Acórdão nº 4094/19.7T8PRT.P1.S1 de Supremo Tribunal de Justiça (Portugal), 08 de Junho de 2021

Magistrado ResponsávelLEONOR CRUZ RODRIGUES
Data da Resolução08 de Junho de 2021
EmissorSupremo Tribunal de Justiça (Portugal)

Procº nº 4094/19.7T8PRT.P1.S1 4ª Secção LR/JG/CM Acordam em conferência na Secção Social do Supremo Tribunal de Justiça: I 1.

“STRONG CHARON – SOLUÇÕES DE SEGURANÇA, S.A.” notificada do despacho proferido pela Relatora em 16 de Março de 2021 que não admitiu o recurso de revista pela mesma interposto contra o acórdão proferido pelo Tribunal da Relação ….. em 21 de Outubro de 2020, vem apresentar reclamação para a Conferência, ao abrigo do disposto no artigo 652º, nº 3, aqui aplicável por força do artº 679º, ambos do Código de Processo Civil.

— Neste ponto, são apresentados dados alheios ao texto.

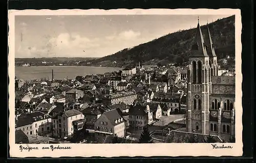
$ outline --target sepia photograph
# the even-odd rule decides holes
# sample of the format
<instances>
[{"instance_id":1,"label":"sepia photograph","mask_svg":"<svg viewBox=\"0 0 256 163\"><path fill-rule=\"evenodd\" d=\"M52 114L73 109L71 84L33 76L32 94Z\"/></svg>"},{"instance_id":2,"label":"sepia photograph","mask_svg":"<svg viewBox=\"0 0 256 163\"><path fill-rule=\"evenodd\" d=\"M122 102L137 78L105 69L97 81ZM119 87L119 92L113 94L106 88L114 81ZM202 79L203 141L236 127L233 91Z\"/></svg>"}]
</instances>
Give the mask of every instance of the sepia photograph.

  1. O despacho proferido pela Relatora, ora reclamado, tem o seguinte teor: “1. Pela Ré “Strong – Charon – Soluções de Segurança, S.A.” foi interposto recurso do acórdão, proferido em 21 de Outubro de 2020, pelo Tribunal da Relação …., que julgando procedente o recurso interposto pela Ré “Prestibel, S.A.”, a condenou a reintegrar os Autores AA e BB e a pagar a cada um dos Autores € 906,76 da retribuição correspondente ao mês de janeiro de 2019, bem como todas as remunerações vencidas e vincendas posteriormente (aí se integrando a retribuição de férias, correspondentes subsídios e subsídios de Natal), estas a quantificar em incidente de liquidação.

  2. Por despacho da relatora de 16 de Fevereiro de 2021 foi suscitada a questão prévia da inadmissibilidade do recurso interposto, por, estando-se perante uma situação de coligação voluntária activa de dois Autores, os valores dos pedidos, considerados individualmente, serem de valor inferior ao valor da alçada do tribunal de que se recorre, ou seja, inferior a 30 000,00.

  3. Cumprido o contraditório veio a recorrente referir o seguinte: “1. Pese embora se esteja nos presentes autos perante uma situação de coligação ativa voluntária de dois Autores com o valor da ação, fixado pelo Tribunal Judicial da Comarca do …., Juízo do Trabalho do …. - Juiz …., na quantia de € 31.812,52, entende a Recorrente que deverá ser admito o recurso de Revista.

    Vejamos então, 2. Efetivamente, peticionaram os Autores que o Tribunal conhecesse sobre a verificação da transmissão da unidade económica e em consequência declarasse transmissão da posição de entidade empregadora, vide alínea a) do pedido vertido na douta petição inicial.

  4. Peticionaram ainda os Autores e a título subsidiário que a Recorrente fosse condenada a reintegrá-los no seu local de trabalho e no pagamento, a cada um deles, do valor de € 15.906,76 a título de retribuição correspondente ao mês de janeiro de 2019 e danos morais.

    4. Não obstante o valor dos pedidos líquidos individualmente formulados por cada um dos dois Autores se fixar na quantia de € 15.906,76, acontece que peticionaram igualmente os Autores que fosse reconhecida a transmissão da unidade e económica e a condenação na reintegração, vide alínea b) do pedido vertido na douta petição inicial.

  5. Estes dois pedidos de índole mais abstrata deverão igualmente ser tidos em consideração para efeitos de determinação do valor da ação.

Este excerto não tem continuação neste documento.